可奈子は六月の修学旅行で、想像もしなかった男子に告白された。
名前は
部活は将棋部で、個人戦の大会でも結構優秀な成績を収めているようだ。それでいて体育祭の千五百メートル走にも出てしまうのだから、ミカがここでその話題を出してくるのも無理はなかった。
ただ、恥ずかしい。自分の付き合っている人の話を、人前でされるこのむず痒さ、言葉で表すことはできないだろう。
「もう何ヶ月になるんだっけ?あれ、いつから?」
日焼け止めの子が聞くので、仕方なく可奈子は答える。
「……修学旅行」
ああー、とかフゥゥー!、とか、とにかくオーバーな反応が返ってくる。可奈子としては顔を覆わずにはいられなかった。
「やめてって!もう」
「照れちゃって可愛いな!」
ミカの言葉にもっと恥ずかしくなる。
「もっと詳しく聞かせてよ」
「嫌です」
「そういえば聞いてなかったね、いつもはぐらかしてくるんだもん」
おい、日焼け止めっ!
と思ったが、もう彼女は別の何かを持っている。
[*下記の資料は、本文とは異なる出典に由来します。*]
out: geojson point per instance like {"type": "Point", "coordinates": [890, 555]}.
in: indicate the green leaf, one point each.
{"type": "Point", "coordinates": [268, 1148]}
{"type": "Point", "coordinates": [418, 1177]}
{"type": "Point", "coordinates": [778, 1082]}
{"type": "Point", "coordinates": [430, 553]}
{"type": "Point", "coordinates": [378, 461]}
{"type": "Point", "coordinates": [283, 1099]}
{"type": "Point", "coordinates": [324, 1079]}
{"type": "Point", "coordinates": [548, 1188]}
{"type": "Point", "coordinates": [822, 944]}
これって——サングラス?しかも金縁のやけにオシャレなやつだ。そんなもの普通持ってくるか?
「ねえ、どうやって告白してきたの?」
ずるいことに、そのまま彼女はグラサンをかけてしまう。表情を隠したいのはこっちだ。
しかしもう逃げ場はない。ミカやサングラスの子以外にも、話を聞いていた他の女子たちが身を乗り出してまで可奈子の話を聞こうとしていた。
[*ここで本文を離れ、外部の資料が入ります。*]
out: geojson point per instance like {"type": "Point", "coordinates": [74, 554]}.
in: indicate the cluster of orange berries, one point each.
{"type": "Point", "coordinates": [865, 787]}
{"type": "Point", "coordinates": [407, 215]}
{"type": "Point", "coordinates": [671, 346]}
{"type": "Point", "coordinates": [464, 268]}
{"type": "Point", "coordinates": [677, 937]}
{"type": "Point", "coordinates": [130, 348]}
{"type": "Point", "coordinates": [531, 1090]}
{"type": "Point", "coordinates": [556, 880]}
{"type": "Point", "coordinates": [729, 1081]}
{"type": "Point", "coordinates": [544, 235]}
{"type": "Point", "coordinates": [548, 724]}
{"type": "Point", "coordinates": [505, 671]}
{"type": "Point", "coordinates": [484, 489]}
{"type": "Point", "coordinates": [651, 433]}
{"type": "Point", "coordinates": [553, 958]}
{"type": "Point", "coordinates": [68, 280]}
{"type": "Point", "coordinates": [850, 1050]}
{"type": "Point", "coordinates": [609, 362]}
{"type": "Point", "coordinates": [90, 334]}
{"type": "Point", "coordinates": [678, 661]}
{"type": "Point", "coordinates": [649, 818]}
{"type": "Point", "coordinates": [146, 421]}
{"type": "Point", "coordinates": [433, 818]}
「あの——あの、ちょっと待って。ほら話をまとめるから」
「そんなこと言って逃げるつもりかあ?」
ミカ、あなたは基本的に味方だと思ってるけど、こういう時はしゃべりすぎだぞ。
精一杯睨みつけようとするが、そもそも可奈子は「睨む」という行為に成功したことがない。側から見れば、ただ一定時間相手をじっくり見続けるだけの時間になってしまう。
今回もそうだった。効果なし。
どうやってこの場を回避しようか?今後もネタにならない程度に、そして優くんにも怒られない程度に、ちょっとだけ情報公開しようか。でも、どこがいいだろう。どの部分なら話しても大丈夫だろうか。
可奈子は記憶を巻き戻す。修学旅行二日目の、あの決定的な瞬間まで。